Monday, July 16, 2001

Science--a Human Activity

From the San Francisco Chronicle's Jon Carroll, July 16, 2001:
Science is not some monolithic body of knowledge; it's a mishmash of old beliefs, new beliefs, superstitions, guesses, counterarguments and disputes. It's not useless -- far from it -- but it has to be understood as a cultural artifact, a production of the flawed human mind....

The polygraph, the "many writings" machine, measures small changes in heart rate, respiration, perspiration and other bodily functions. The theory behind the polygraph is that people who lie get nervous when they lie, and the nervousness is reflected in the polygraph results....

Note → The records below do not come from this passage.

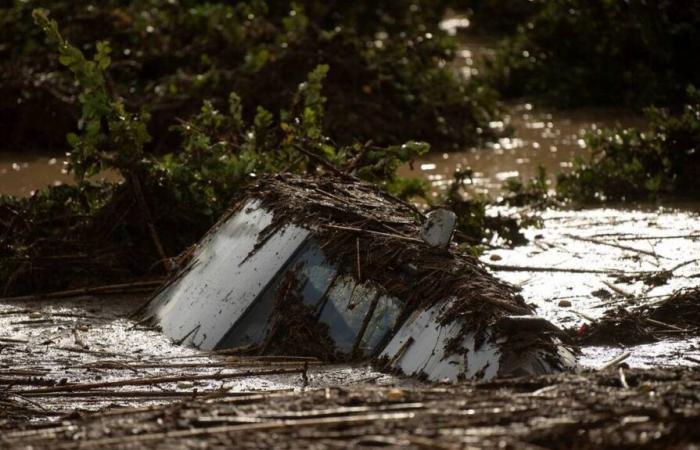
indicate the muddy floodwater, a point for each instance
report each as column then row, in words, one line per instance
column 577, row 265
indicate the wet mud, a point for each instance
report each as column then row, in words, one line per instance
column 616, row 408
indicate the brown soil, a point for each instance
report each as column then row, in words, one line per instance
column 678, row 315
column 615, row 409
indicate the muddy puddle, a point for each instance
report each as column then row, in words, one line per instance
column 606, row 242
column 89, row 341
column 85, row 354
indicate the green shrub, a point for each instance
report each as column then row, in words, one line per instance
column 98, row 231
column 389, row 81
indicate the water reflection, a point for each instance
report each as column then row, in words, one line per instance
column 540, row 138
column 22, row 174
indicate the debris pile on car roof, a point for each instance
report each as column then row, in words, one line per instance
column 298, row 262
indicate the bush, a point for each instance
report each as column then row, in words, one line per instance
column 629, row 164
column 100, row 232
column 599, row 52
column 389, row 81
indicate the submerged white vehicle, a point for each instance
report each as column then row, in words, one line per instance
column 337, row 269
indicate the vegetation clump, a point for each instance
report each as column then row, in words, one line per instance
column 101, row 231
column 630, row 164
column 390, row 78
column 597, row 52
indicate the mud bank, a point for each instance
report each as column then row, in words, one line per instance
column 613, row 409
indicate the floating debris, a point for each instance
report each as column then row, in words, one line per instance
column 337, row 269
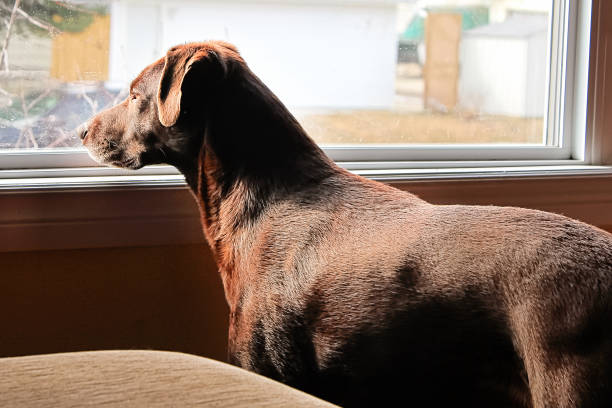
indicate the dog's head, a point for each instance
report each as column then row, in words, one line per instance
column 164, row 108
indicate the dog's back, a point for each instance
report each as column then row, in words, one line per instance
column 372, row 290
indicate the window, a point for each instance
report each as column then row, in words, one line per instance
column 376, row 83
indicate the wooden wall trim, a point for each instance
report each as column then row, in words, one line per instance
column 124, row 216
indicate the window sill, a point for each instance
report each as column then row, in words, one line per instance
column 53, row 213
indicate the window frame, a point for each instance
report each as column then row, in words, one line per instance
column 571, row 53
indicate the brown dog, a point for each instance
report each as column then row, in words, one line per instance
column 351, row 289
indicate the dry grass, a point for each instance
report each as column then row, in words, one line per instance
column 381, row 127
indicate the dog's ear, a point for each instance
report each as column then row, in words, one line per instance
column 180, row 64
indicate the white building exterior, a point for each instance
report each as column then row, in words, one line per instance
column 323, row 54
column 503, row 67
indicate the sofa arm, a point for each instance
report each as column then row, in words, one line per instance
column 138, row 379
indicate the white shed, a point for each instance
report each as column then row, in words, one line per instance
column 311, row 53
column 503, row 67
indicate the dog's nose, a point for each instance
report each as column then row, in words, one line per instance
column 82, row 131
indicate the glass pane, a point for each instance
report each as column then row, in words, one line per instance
column 359, row 72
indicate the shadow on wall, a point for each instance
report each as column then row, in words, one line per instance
column 162, row 298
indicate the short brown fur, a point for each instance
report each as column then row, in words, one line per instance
column 351, row 289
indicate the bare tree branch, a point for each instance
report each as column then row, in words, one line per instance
column 61, row 140
column 4, row 54
column 38, row 99
column 52, row 30
column 74, row 7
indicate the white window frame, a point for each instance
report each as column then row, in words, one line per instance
column 566, row 123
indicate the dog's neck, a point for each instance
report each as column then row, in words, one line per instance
column 253, row 153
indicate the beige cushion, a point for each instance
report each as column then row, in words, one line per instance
column 138, row 379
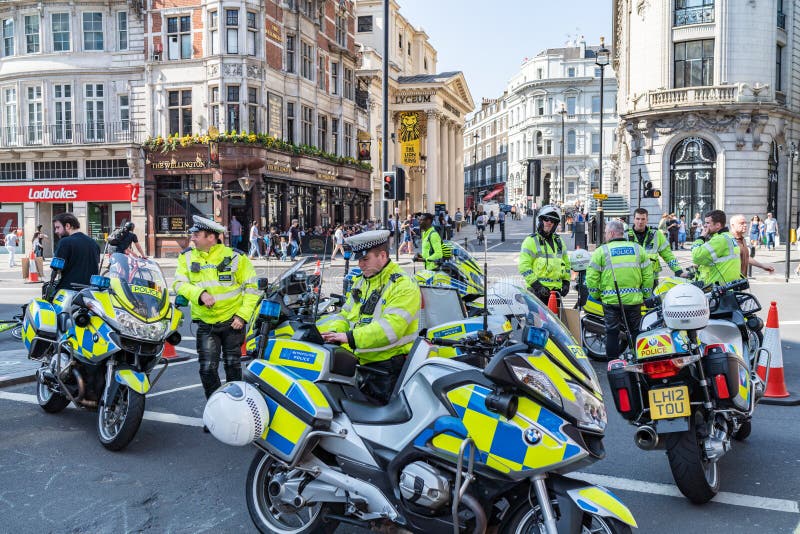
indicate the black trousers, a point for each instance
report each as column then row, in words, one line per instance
column 614, row 321
column 379, row 386
column 211, row 339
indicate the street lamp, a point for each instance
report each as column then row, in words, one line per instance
column 562, row 182
column 601, row 60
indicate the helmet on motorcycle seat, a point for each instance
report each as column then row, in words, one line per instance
column 685, row 307
column 504, row 298
column 549, row 213
column 236, row 413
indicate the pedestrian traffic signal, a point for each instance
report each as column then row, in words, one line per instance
column 389, row 186
column 649, row 192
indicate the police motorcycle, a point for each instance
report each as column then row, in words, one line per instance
column 690, row 385
column 457, row 448
column 99, row 345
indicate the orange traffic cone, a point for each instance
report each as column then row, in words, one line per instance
column 776, row 392
column 552, row 303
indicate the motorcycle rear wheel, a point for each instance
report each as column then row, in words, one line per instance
column 695, row 476
column 118, row 421
column 276, row 518
column 49, row 400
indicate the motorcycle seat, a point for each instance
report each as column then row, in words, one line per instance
column 394, row 413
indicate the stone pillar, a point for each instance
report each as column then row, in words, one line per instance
column 432, row 168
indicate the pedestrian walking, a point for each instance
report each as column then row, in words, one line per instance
column 220, row 285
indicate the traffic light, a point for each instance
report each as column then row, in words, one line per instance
column 389, row 186
column 649, row 192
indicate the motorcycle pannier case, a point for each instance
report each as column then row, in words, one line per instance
column 38, row 326
column 626, row 389
column 729, row 377
column 296, row 407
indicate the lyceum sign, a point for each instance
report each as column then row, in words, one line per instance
column 67, row 193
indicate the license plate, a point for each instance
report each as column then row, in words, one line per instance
column 668, row 403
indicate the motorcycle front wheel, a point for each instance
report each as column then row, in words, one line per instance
column 119, row 420
column 270, row 515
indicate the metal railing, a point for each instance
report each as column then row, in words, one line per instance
column 694, row 15
column 38, row 134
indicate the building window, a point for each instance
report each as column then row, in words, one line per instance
column 307, row 60
column 8, row 37
column 341, row 30
column 107, row 168
column 694, row 63
column 322, row 132
column 571, row 142
column 365, row 24
column 335, row 136
column 348, row 83
column 180, row 112
column 232, row 31
column 94, row 100
column 290, row 49
column 348, row 140
column 62, row 94
column 122, row 30
column 55, row 170
column 32, row 34
column 213, row 34
column 179, row 37
column 307, row 120
column 252, row 109
column 60, row 28
column 290, row 122
column 232, row 116
column 334, row 77
column 124, row 113
column 92, row 31
column 693, row 12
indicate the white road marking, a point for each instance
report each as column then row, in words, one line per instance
column 723, row 497
column 150, row 416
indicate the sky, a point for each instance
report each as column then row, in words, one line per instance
column 488, row 40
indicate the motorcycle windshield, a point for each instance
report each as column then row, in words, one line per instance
column 138, row 285
column 540, row 316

The reasons that people get nervous are many and various; only some of them have to do with guilty knowledge of a crime. There are sociopaths who have guilty knowledge, but it does not make them nervous. And there are tricks -- you can bite your tongue at odd times, for instance, to confuse the "control" responses.

Indeed, one of the interesting things about polygraphs is that they are only as good as their operators. An experienced polygraph operator can tease info out of data that others cannot. It seems like science, but it's actually intuition....

A thermometer, for instance, does not require intuitive interpretation to be useful. The thermometer, we may say, is good science -- provided it is placed in the right location and calibrated correctly. The raw data of a polygraph may be as good as the raw data of a good thermometer, but the interpretation is just an art form, like Afro-Cuban dancing.

And yet, because we want to believe -- even though the legal system itself doesn't believe -- we keep using polygraphs. We keep attaching significance to their results, even though that's wrong.